The picture shows things attaching to the water pipe at the point of entry. I don't feel that any water pipe after that first 5 feet can be used to jumper the gas line.


----------



## RIVETER (Sep 26, 2009)

220/221 said:


> I never noticed the section that says _the appliance egc acts as a bond_ but in this case, the furnace had no egc (old 2 wire).
> 
> 
> I _might_ try to use that one some day.


Not quite sure what you are saying but the fan, etc, has to have a maintained "bond", and that is to trip the breaker if a phase to ground fault occurs.


----------



## 220/221 (Sep 25, 2007)

> Unless you have a way to see the future you can not in any way convince me this piping is "likely" to become energized. In fact, it is likely that it will not ever become energized.

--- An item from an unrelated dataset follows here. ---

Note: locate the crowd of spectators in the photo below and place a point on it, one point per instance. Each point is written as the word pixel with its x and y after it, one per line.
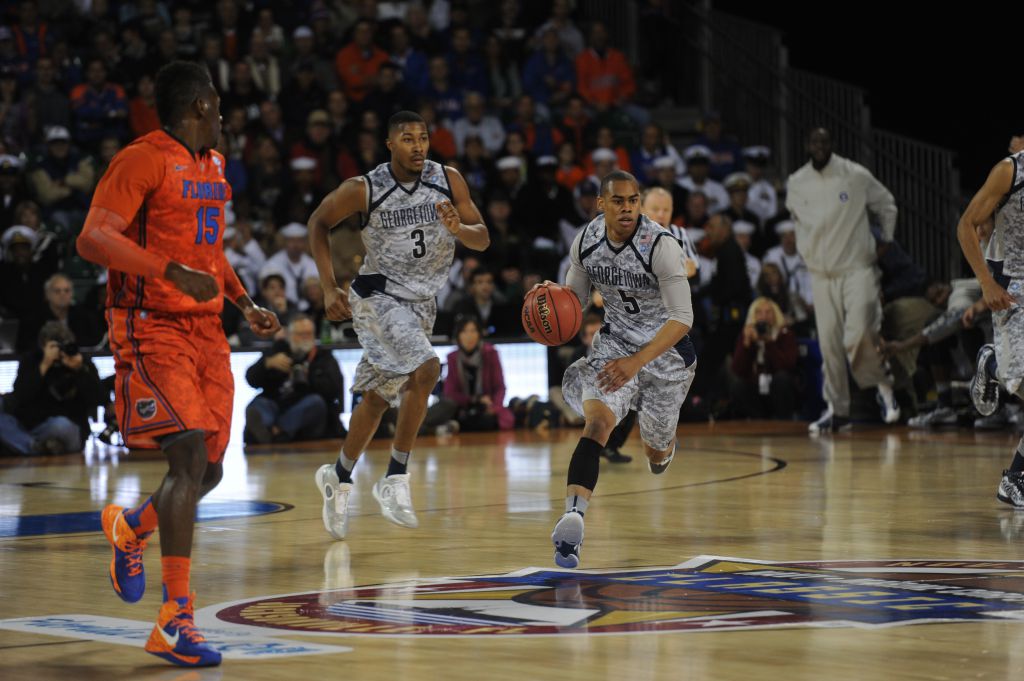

That's a whole nother story. More poor wordsmanship by the NEC. Personally, I strive to make my piping systems *unlikely *to be energized.




RIVETER said:


> Not quite sure what you are saying but the fan, etc, has to have a maintained "bond", and that is to trip the breaker if a phase to ground fault occurs.


I'm saying in this case that, because it's supplied by old ungrounded romex, the fan doesn't have an EGC so there is no bond.




> The picture shows things attaching to the water pipe at the point of entry. I don't feel that any water pipe after that first 5 feet can be used to jumper the gas line.


I don't see any scale to that picture, or a water shutoff valve  

To me, it identifies what a bonding jumper is and the code section infers that you bond the pipe with a bonding jumper.


----------



## RIVETER (Sep 26, 2009)

220/221 said:


> That's a whole nother story. More poor wordsmanship by the NEC. Personally, I strive to make my piping systems *unlikely *to be energized.
> 
> 
> 
> ...


You have to understand what is BOND...and what is GROUND.


----------



## 220/221 (Sep 25, 2007)

RIVETER said:


> You have to understand what is BOND...and what is GROUND.


 
Enlighten me.

I'm thinking that the water pipe is *bonded* to the neutral bus in the service panel via a *bonding jumper* and the gas pipe is *bonded* to the water pipe in the same fashion.

If the gas furnace had a *ground* wire, the gas piping would not need additional *bonding* because the ground serves as a* bond.*


----------